Peter Grimes, at The Royal Festival Hall

One Stop Arts magazine
Review
2013



During the summer of 1941 Benjamin Britten picked up a copy of the weekly BBC Magazine The Listenerwhilst in California. Inside was an E.M. Forster essay on George Crabbe, a poet who in 1810 had written The Borough in which he outlined the various characters, sometimes quite brutally, of a small fishing town. Crabbe was from Aldeburgh, the same part of the country as Britten grew up and knew intimately, and upon reading the words the composer felt a longing for the landscape of his roots and instantly felt an opera lay within one of Crabbe's characters. Peter Grimes, what would become one of the very few British operas to reach a world stage, was first imagined. The London Philharmonic Orchestra have brought it to the Royal Festival Hall in a semi-staged production as a key component of the South Bank Centre's celebration of Britten's centenary celebrations.

The phrase 'semi-staged' may sound off-putting for an art form which like no other can accommodate enormous sets, costumes and vision. It may also seem inadequate for an opera which has recently been performed in Aldeburgh on a stage formed of fishing boats on the sand which Britten walked daily and in front of the waves which were the source of so much inspiration to the work. But Peter Grimes, the most intimate, intense and English of operas (it could be considered an antecedent to the 1950s 'kitchen sink drama' movement in film) is one that can be stripped back to the bear bones and still drive a powerful stake into the heart of the audience.

The brilliant but subtle use of the chorus by the director Daniel Slater gave the convincing impression that the thirty or so in their number really were the massed and judgemental crowds of the Borough. Uniformly acting in a crowd mentality – whether blindly following the words in their bibles, drunkenly dancing in the pub or marching upon Grimes' hut with burning torches – the sense of overwhelming force of the mass against the soul of the individual was profound.
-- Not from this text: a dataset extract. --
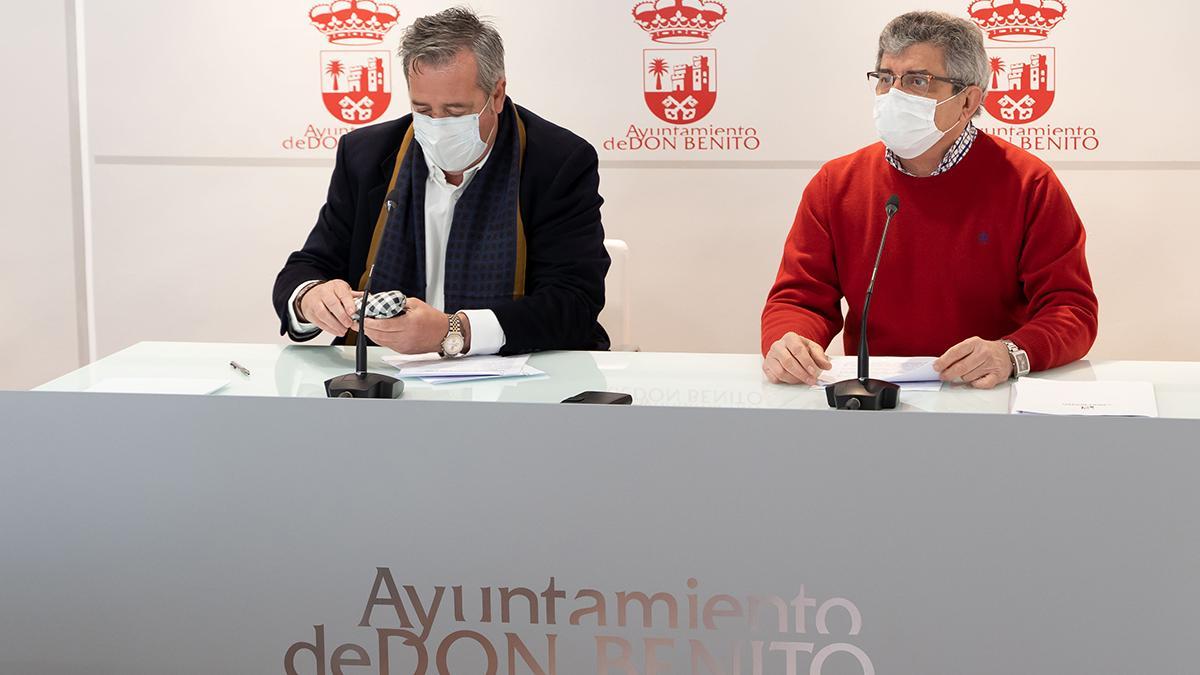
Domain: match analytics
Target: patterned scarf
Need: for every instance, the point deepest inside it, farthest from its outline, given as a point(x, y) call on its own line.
point(485, 261)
The set itself was sparse, but carefully considered by designer Alex Doidge-Green. Rope was the only prop, though intelligently deployed as signifier of Grimes' sole connection to the town and his livelihood from it. When the rope was tethered, either knotted across the stage to posts or coiled up in his arms, a semblance of Grimes' determination and control was clear. When the rope was let free, such as when it shot off-stage following Grimes' apprentice tumbling over the cliff and into the sea below, Grimes' was also lost and powerless.

Of the performers Stuart Skelton as Grimes, a role he is familiar with and will be reprising at the English National Opera next March, stood out. His was a profoundly rich channelling of the character but also portraying the despair, loneliness and sense of being unwelcome in the only place you feel is home which Britten folded into his rendering of Grimes

The London Philharmonic Orchestra, led by Vladimir Jurowski, filled the hall with a perfectly balanced performance. When they had the chance to take centre stage from the singers, during the four Sea Interludes – studies of the Suffolk seascape as psychologically powerful as any of Constable's renderings of the sky above – the depth of emotion, intensity and force Britten could deploy across the whole orchestra was rich.

Though being an opera deeply rooted in a particular locale and talking to an immediate post-war British public, the core strength of the work is the timelessness and universality of the individual struggle to find a place and way for oneself against the endless force of attacking tides. This revisiting of it - sparse, fresh and perfectly balanced – was a memorable rendition.